Behavioral changes can have a significant impact in reducing the likelihood of an eczema flare-up and they don’t require any medication. There are several ways you can help keep eczema under control or at least reduce the severity of an outbreak:
People with atopic dermatitis may scratch their skin 500 to 1,000 times per day, according to the American Academy of Dermatologists. Avoiding scratching, such as by using cold compresses or soaking in a warm bath, prevents the inflammation from worsening, protects against breaks in the skin that can lead to an infection, and allows the skin to heal. It also helps to trim your nails short to make it harder to break the skin and do damage if you can’t help but itch.
Try Rubbing Instead
The nerve fibers that cause your body to itch (and tempts you to scratch) also respond favorably to pressure. Instead of itching and increasing the chances of skin breakdown and infection, try to rub areas that are itchy.
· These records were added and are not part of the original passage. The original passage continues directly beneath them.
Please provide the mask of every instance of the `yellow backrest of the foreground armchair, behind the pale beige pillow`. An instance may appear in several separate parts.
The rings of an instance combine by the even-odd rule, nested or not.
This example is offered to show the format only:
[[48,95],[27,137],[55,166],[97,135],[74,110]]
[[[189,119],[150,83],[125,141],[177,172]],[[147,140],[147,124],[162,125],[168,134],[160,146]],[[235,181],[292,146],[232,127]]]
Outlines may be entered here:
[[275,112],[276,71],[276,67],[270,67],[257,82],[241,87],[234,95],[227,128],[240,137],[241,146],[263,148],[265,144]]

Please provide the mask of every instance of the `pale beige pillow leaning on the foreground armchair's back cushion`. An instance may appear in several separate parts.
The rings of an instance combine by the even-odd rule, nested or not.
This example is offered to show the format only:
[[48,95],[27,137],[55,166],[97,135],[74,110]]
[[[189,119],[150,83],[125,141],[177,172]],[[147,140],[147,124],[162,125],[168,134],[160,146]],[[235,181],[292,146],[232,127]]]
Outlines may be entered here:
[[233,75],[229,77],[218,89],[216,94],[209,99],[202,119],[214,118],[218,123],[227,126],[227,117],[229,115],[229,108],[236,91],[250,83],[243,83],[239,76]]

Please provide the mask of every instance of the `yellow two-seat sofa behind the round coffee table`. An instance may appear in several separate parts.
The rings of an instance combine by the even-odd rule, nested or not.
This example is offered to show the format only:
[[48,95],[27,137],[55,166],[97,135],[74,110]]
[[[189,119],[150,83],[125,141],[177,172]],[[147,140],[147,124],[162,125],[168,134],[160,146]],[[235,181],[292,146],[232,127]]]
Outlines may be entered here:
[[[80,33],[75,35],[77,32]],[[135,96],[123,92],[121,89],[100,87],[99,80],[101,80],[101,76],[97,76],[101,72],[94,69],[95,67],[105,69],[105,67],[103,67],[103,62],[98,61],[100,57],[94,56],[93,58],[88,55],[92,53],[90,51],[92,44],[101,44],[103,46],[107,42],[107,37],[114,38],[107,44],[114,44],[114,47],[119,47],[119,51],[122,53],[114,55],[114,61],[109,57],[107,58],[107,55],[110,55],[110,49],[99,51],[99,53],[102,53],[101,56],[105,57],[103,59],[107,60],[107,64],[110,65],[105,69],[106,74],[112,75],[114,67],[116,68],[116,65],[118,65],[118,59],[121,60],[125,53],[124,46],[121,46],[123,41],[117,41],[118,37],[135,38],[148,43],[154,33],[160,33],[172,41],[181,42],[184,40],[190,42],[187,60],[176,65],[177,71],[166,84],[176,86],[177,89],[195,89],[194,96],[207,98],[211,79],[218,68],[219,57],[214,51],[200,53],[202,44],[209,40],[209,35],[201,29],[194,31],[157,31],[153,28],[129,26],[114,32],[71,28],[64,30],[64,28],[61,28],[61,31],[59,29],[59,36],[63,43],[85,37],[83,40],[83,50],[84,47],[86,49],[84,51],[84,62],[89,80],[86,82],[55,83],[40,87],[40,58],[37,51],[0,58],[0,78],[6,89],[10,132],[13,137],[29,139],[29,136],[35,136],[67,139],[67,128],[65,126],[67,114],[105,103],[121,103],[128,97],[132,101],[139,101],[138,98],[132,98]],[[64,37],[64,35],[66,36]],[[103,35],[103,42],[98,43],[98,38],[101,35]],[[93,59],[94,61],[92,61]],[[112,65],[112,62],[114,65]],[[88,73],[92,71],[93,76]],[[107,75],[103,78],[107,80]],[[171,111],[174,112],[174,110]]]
This may fools the body into feeling the sensation of a scratch without subjecting the skin to scratching.
Stress can trigger an eczema flare-up. Try relaxation techniques such as deep breathing, listening to relaxing music, progressive relaxation, yoga and meditation to soothe stress and get a grip on anxiety. Joining a support group can also help reduce stress.
Dry skin can trigger an eczema flare up and make the skin condition more uncomfortable. Ask your dermatologist to recommend an ointment-base (such as one that contains petrolatum) or cream-based moisturizer that will help soothe your skin and is safe for eczema patients. Apply the moisturizer within three minutes after bathing, while skin is still damp, to lock in moisture. Use a moisturizer every day, even on days when you aren’t experiencing an eczema flare-up. Plain Vaseline or over the counter emollients like eucerin cream are generally very helpful.
Get Adequate Sleep
Getting a good night’s sleep helps reduce stress, which can bring on an eczema flare-up.
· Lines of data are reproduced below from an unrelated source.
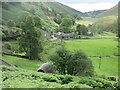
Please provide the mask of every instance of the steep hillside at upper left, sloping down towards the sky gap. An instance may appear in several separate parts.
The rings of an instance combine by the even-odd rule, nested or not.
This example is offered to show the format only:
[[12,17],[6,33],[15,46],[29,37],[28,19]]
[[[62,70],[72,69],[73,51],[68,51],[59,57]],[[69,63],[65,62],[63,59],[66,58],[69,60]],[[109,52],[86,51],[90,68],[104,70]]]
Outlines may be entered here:
[[2,3],[3,24],[6,25],[9,20],[13,20],[17,24],[23,12],[30,14],[35,12],[35,15],[41,18],[43,27],[49,31],[54,31],[58,26],[53,20],[58,15],[69,14],[73,18],[86,15],[58,2],[4,2]]

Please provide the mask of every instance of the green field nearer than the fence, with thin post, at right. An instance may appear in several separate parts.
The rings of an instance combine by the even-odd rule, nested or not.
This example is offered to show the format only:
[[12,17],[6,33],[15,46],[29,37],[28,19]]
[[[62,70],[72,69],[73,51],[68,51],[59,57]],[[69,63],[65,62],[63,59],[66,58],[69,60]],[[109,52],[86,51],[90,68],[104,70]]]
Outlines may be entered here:
[[105,76],[118,76],[118,57],[102,57],[99,68],[100,58],[92,58],[94,69],[97,74]]

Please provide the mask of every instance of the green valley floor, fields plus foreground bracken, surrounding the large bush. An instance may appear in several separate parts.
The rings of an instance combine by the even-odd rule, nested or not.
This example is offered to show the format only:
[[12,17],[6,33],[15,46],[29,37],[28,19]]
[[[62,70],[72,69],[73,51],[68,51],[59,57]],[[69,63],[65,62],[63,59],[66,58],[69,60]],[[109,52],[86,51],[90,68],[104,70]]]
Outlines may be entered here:
[[[79,49],[84,51],[85,54],[87,54],[87,56],[92,60],[97,76],[81,77],[49,73],[37,73],[37,69],[39,68],[39,66],[42,63],[49,61],[49,55],[51,55],[57,48],[59,48],[61,46],[61,43],[62,45],[64,44],[65,47],[70,51]],[[2,58],[4,60],[17,66],[17,69],[10,67],[3,68],[3,87],[117,88],[117,82],[108,79],[108,77],[118,76],[117,46],[118,42],[114,41],[113,39],[63,40],[61,42],[57,40],[51,41],[45,45],[45,51],[41,55],[44,56],[43,59],[46,61],[28,60],[15,56],[3,55]],[[101,62],[99,56],[102,57]]]

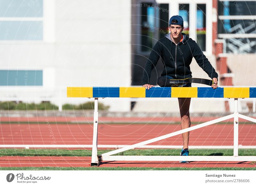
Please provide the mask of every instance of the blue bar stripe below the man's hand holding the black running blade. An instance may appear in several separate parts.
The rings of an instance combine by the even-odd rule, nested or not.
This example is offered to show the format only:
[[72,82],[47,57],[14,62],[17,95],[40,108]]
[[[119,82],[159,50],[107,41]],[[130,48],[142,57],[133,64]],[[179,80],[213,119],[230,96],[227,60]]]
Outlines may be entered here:
[[197,87],[198,98],[223,98],[224,88],[218,87],[213,89],[212,87]]

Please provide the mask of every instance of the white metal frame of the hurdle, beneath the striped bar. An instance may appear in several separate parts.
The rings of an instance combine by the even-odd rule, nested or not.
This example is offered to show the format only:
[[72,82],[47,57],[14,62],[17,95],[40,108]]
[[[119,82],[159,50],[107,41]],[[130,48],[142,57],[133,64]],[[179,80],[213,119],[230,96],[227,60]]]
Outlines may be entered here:
[[[121,153],[142,145],[147,145],[165,138],[170,138],[188,132],[191,130],[199,129],[214,123],[218,123],[230,118],[234,118],[234,155],[233,156],[112,156],[116,153]],[[93,122],[93,141],[92,141],[92,162],[91,166],[99,166],[100,161],[254,161],[256,156],[238,156],[238,118],[256,123],[256,119],[238,113],[238,98],[235,98],[235,110],[233,114],[214,119],[209,122],[201,123],[187,129],[179,130],[159,136],[157,138],[149,139],[134,145],[124,148],[116,149],[108,153],[97,155],[97,141],[98,141],[98,98],[94,100],[94,122]]]

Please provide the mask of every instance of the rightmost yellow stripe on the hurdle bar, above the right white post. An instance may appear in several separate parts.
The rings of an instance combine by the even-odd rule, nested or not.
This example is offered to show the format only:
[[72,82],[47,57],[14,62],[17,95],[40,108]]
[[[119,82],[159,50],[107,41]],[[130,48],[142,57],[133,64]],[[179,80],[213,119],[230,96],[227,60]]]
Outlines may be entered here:
[[249,98],[249,87],[224,87],[224,98]]

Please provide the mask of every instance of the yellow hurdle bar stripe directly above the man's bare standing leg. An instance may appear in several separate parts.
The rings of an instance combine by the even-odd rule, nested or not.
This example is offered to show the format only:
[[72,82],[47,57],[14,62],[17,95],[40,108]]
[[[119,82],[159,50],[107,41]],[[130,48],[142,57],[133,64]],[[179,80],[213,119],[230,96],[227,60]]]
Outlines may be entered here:
[[197,98],[197,87],[172,87],[172,98]]

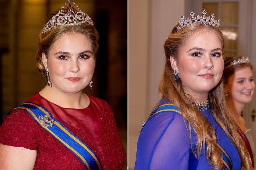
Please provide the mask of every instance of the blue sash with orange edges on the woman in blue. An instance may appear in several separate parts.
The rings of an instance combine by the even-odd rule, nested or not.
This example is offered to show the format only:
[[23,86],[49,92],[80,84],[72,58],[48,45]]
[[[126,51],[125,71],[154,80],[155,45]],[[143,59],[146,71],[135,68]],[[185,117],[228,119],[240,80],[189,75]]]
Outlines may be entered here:
[[[168,104],[163,104],[163,105],[160,105],[160,106],[156,107],[156,109],[154,109],[154,111],[152,111],[151,115],[148,117],[148,120],[152,116],[154,116],[158,113],[162,113],[164,111],[173,111],[173,112],[176,112],[176,113],[182,115],[184,118],[186,118],[186,116],[183,115],[183,113],[181,113],[180,108],[178,106],[168,103]],[[146,124],[146,122],[144,122],[142,124],[142,127]],[[233,164],[232,164],[232,161],[231,161],[230,157],[228,156],[228,154],[224,151],[224,149],[218,143],[217,143],[217,145],[220,149],[220,152],[222,153],[222,157],[220,157],[220,159],[222,160],[223,164],[228,168],[228,170],[233,170]]]

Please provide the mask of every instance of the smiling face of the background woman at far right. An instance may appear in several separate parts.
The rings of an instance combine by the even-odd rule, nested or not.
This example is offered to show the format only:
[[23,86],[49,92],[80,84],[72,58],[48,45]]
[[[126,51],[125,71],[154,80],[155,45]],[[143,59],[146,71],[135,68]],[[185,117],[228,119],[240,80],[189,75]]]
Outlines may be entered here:
[[255,83],[250,67],[242,67],[236,70],[228,78],[226,90],[228,98],[236,104],[246,104],[251,102]]

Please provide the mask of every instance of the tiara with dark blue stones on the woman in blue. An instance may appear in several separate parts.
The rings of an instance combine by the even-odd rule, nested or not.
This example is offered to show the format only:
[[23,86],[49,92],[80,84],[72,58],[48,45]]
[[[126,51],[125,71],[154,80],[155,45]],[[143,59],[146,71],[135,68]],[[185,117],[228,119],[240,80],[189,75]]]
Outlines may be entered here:
[[203,16],[197,16],[194,17],[195,13],[192,11],[190,13],[191,18],[187,18],[186,20],[184,20],[184,16],[181,16],[180,19],[182,19],[182,21],[179,21],[179,25],[177,27],[178,31],[180,31],[182,28],[187,27],[188,25],[192,25],[192,24],[196,24],[196,23],[201,23],[201,24],[208,24],[208,25],[212,25],[214,27],[218,27],[220,28],[220,20],[215,20],[214,19],[214,14],[212,14],[212,17],[208,16],[206,17],[205,14],[207,13],[206,10],[203,10],[202,12],[204,15]]

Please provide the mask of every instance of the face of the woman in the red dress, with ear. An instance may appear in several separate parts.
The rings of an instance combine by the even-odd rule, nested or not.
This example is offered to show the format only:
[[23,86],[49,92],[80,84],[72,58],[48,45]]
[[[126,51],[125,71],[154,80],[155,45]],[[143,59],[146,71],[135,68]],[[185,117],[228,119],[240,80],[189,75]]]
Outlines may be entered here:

Several factors can increase the risk of an eczema flare-up. These include fabrics that are rough to the touch, such as wool as well as harsh soaps, cleansers and detergents, and even cold weather that can dry out skin. Learn which irritants bring on an eczema occurrence by keeping track of which products you used and type of clothing worn before a flare-up. Once you’ve pinpointed the culprits, try to avoid or at least minimize contact with these irritants. Wear loose-fitting clothes made from cotton or a cotton blend, use mild soaps and cleansers and fragrance-free detergent, and wear gloves in the winter to protect your hands from dryness.